SNaP at Penn National..part of a National Movement to Age in Place

It’s been dubbed the Village Movement and Aging in Place, among other things. Whether a movement or a lifestyle, the concept of people remaining in their homes as they age – with a little help from their neighbors – is taking off all over the country, including at the Penn National Golf Course Community.

SNaP at Penn National is one of the few examples of such a community in a small-town setting. SNaP, the Support Network at Penn National, was formed in 2008 but the organization was several years in the planning stages. “It really came from a former resident who was the first president of SNaP,” says Executive Director, Donna Crissman. “He read an article in the New York Times about Beacon Hill Village.

Beacon Hill is generally regarded as where the Village movement began when residents of this historic Boston community banded together to offer a variety of services, in a kind of one-stop shopping format for member residents. Services included a wide variety of things to make like easier, including referrals to a vetted list of providers, group discounts, transportation, volunteer help, etc.

The idea, as journalist Gail Sheehy wrote in a recent USA Today article, centers on the desire to “change the experience of aging by empowering and enabling adults to remain in their own homes or apartments to the end of their lives.” By creating a support system that helps aging residents cope with changing needs – declining mobility, failing eyesight, illness – people are finding that they can age gracefully in familiar surroundings and avoid leaving the homes they love.

Penn National’s SNaP program is a success by a variety of yardsticks but the real measure of success is whether SNaP is achieving what its founders set out to do – to help community members stay in their homes, as opposed to moving to assisted living or nursing facilities, by providing them with help with transportation, simple home maintenance tasks, home repairs and other needs. The network is based on community volunteers and a list of local contractors and service providers who SNaP assembles at favorable rates to members.
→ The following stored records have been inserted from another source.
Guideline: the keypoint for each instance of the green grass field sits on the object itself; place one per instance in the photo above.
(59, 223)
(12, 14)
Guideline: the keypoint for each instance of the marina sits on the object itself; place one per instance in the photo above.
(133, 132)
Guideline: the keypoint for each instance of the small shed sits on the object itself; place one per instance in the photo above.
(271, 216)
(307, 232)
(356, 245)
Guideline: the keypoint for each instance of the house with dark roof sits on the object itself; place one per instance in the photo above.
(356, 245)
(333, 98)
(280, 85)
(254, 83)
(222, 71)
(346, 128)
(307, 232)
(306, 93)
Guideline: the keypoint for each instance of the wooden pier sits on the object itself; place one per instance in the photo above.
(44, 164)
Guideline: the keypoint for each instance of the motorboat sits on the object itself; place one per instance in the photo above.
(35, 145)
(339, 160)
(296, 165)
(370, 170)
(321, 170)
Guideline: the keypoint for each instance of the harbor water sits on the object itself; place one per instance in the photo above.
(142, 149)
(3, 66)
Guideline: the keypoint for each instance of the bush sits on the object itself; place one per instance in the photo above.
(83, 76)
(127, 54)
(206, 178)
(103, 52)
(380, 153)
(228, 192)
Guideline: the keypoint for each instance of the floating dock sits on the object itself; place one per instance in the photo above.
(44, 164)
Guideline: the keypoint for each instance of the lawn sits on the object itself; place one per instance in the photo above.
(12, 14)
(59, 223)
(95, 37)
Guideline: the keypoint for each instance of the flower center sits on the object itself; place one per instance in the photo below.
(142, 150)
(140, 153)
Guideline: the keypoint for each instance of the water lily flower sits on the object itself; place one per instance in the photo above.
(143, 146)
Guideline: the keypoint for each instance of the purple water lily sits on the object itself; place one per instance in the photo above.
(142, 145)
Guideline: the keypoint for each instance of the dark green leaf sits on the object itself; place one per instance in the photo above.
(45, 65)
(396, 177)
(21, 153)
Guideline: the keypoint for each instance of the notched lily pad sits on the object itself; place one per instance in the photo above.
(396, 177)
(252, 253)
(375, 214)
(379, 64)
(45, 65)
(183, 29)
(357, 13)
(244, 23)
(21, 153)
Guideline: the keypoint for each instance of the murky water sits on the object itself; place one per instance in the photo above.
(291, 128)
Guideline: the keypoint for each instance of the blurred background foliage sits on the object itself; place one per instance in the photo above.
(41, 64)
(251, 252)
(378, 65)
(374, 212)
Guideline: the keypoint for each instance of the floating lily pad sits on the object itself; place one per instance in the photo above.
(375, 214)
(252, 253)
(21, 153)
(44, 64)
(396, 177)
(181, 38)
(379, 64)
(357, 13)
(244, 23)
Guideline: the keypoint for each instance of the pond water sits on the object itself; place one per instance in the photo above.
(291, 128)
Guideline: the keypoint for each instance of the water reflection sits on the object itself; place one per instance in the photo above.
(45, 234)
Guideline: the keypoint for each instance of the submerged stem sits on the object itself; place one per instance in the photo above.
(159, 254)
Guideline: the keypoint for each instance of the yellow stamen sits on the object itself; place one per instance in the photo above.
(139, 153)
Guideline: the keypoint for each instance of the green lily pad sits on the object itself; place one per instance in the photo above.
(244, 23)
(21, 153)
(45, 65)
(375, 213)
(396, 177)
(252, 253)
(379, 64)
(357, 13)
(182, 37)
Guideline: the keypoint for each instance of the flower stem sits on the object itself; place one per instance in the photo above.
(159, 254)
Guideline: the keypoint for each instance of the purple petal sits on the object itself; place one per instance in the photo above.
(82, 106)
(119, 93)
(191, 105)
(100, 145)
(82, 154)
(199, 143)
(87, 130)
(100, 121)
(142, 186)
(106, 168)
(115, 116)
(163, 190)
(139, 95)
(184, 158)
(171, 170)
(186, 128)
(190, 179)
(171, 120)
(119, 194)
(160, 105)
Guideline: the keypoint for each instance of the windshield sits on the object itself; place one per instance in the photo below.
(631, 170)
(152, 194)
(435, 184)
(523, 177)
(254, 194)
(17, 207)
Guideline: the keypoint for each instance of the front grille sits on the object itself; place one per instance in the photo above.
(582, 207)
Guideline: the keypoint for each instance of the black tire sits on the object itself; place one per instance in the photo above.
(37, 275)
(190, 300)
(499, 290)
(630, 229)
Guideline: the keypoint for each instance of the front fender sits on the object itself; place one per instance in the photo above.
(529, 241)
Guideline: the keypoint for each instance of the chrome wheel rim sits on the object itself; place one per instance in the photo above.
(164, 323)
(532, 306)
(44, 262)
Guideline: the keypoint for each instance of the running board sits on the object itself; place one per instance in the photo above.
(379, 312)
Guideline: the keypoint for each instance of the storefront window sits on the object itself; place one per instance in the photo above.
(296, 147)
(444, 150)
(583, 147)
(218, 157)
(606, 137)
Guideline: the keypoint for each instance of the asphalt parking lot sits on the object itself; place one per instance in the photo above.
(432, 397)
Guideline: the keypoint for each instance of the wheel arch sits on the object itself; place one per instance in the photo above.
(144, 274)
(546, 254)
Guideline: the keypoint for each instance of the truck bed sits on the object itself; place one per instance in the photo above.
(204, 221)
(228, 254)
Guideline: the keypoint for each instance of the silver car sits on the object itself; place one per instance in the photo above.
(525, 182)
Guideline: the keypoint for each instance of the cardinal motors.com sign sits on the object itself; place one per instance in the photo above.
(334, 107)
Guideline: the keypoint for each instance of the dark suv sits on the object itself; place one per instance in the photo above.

To join the SNaP organization, households pay $250 per year (or $200 for a single person). In 2010, SNaP received 226 requests for assistance, some of which were handled by volunteers and others, requiring major specialized jobs like roof replacement, were handled by SNaP’s “preferred provider” network of contractors.

Another telling indicator of success is inquiries about SNaP from outside the Community—as Crissman says, “I talk with a lot of people from all over the country who call to find out how you get started and what it is we’re doing.”